Aloha,
We’re not sure who was celebrating our first cruise since we shut down last March the most…our crew, our guests, or the whales!
On our Monday Wake up with the Whales Cruise we had quite the experience. We saw a total of 4 different whales but spent most of our time with a very energetic sub-adult (perhaps a newly abandoned yearling or two year old). He was on 10-12 minutes dives, but when he did decide to surface, he really made it count. We saw him breach…then dive, and when he surfaced the second time, he waved his big pectoral flipper, slapping the surface of the water with a huge splash, before diving again. When he next surfaced, he did a peduncle throw (throwing the back half of his body completely out of the water). After that expenditure of energy, he dove again, and when he came back up we watched him breach 15 times in a row…and he kept on breaching even after we had to leave him. Now that’s a GRAND RE-OPENING!

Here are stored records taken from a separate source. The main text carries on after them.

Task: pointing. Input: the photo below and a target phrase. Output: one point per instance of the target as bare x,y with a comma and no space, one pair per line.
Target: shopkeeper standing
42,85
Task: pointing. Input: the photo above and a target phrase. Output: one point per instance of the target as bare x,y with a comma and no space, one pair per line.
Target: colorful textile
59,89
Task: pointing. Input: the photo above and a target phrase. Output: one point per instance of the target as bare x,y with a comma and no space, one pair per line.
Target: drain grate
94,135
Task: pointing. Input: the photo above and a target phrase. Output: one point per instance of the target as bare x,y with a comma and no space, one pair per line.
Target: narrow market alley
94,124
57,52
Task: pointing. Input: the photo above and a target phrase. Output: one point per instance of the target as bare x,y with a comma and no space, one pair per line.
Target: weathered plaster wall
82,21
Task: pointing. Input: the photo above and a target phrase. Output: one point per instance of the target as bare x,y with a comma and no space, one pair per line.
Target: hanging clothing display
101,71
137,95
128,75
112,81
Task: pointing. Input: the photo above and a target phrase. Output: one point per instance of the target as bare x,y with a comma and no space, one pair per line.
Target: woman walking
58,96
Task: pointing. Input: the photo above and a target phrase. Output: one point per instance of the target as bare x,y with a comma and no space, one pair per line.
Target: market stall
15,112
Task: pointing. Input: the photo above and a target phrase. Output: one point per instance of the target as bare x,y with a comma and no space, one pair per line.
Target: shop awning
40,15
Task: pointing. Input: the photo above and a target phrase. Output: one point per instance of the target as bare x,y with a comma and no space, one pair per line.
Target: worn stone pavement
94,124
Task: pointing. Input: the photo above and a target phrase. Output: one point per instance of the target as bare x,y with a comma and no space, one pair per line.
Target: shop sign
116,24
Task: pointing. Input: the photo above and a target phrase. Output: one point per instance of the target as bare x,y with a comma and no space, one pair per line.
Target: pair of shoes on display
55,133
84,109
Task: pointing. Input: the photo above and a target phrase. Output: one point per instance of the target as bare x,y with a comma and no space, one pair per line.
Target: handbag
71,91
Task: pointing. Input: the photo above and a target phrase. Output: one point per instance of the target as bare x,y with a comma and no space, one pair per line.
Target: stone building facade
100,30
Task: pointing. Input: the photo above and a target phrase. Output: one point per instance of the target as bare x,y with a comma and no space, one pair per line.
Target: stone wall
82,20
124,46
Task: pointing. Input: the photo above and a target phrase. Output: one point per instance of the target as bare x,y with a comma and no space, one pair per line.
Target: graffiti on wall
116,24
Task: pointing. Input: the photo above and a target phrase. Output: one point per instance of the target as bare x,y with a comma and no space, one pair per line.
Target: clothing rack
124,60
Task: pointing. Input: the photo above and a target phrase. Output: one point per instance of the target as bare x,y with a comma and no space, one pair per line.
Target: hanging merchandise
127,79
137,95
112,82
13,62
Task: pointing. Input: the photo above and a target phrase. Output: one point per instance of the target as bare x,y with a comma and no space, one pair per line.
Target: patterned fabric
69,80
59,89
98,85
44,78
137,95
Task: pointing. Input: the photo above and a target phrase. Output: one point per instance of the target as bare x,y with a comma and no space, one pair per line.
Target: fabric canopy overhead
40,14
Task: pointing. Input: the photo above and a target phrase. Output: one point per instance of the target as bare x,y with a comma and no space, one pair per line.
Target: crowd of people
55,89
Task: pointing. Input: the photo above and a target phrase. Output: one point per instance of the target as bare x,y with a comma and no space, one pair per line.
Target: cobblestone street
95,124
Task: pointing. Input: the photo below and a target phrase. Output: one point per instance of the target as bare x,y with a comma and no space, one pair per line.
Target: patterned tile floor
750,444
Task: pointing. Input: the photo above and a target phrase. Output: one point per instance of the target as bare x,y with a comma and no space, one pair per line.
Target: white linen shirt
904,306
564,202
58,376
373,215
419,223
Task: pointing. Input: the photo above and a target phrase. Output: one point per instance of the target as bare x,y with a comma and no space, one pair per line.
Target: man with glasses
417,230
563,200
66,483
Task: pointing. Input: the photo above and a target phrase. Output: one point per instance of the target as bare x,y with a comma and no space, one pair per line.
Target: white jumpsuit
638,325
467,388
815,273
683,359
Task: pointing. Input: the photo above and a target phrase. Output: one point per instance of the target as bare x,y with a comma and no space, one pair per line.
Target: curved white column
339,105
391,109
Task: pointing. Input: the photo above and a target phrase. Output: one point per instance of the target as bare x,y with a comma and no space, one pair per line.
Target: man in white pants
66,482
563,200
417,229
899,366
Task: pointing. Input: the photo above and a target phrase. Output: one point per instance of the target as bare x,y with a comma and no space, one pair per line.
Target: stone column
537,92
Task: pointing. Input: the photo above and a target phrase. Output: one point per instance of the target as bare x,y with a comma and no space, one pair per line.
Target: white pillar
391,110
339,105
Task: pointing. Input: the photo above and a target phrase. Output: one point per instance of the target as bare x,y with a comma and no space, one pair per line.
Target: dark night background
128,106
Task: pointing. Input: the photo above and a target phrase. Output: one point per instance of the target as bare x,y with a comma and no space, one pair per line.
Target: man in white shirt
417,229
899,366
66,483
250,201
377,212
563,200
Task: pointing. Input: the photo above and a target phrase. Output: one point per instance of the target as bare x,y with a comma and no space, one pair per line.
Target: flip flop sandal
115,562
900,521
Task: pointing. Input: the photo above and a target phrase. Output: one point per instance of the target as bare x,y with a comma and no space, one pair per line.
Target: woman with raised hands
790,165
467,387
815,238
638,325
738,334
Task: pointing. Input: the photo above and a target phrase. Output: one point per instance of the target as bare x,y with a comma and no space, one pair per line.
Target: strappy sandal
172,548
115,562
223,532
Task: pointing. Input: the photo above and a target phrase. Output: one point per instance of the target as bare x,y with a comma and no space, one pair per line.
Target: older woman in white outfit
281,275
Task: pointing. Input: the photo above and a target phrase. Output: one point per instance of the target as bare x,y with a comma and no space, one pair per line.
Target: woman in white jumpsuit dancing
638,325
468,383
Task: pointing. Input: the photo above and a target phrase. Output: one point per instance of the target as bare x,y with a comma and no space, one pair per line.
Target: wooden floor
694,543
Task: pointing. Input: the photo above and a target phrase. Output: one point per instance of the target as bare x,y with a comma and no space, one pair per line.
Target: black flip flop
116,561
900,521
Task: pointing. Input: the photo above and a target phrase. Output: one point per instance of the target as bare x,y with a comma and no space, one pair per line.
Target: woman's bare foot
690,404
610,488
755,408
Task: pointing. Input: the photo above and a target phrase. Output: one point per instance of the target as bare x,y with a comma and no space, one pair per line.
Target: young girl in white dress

We also ran an Exclusive Whale Watch Cruise a bit later in the day. The first whales we spotted on this cruise were a pair of Humpbacks who spouted several times before sounding. We hung around the area, and after 22 minutes, they surfaced and spouted again several times before diving. On the way back to the bay towards the end of the charter we looked out to sea and saw a smaller Humpback breaching multiple times. We turned the boat and headed towards our breacher (who very well may have been the same whale our Wake Up With the Whales guests had been watching), but he apparently got tired of breaching and he slipped from sight before we got very close.
Mahalo,
Claire
P.S. Now that we’ve resumed catamaran operations, I’ll post these reports as often as I can throughout the season to keep you updated on Humpback activity on our coastline. We’ll try to offer cruises daily, but we do rely on guest demand to operate. To check our cruise schedule, please visit our website, or call us at (808) 886-6666.
Ocean Sports Whale Fact of the Day: According to observations made by Humpback researchers in Hawaii, the first whales to arrive in Hawaii each year from Alaska are females with a yearling (who they may abandon upon arrival to the islands), followed by sub-adults (usually males) — the teenagers of the whale world. The next arrivals are adults who are looking for mates, and the last to arrive are pregnant females. It may just be a coincidence, but our first sightings have followed this trend.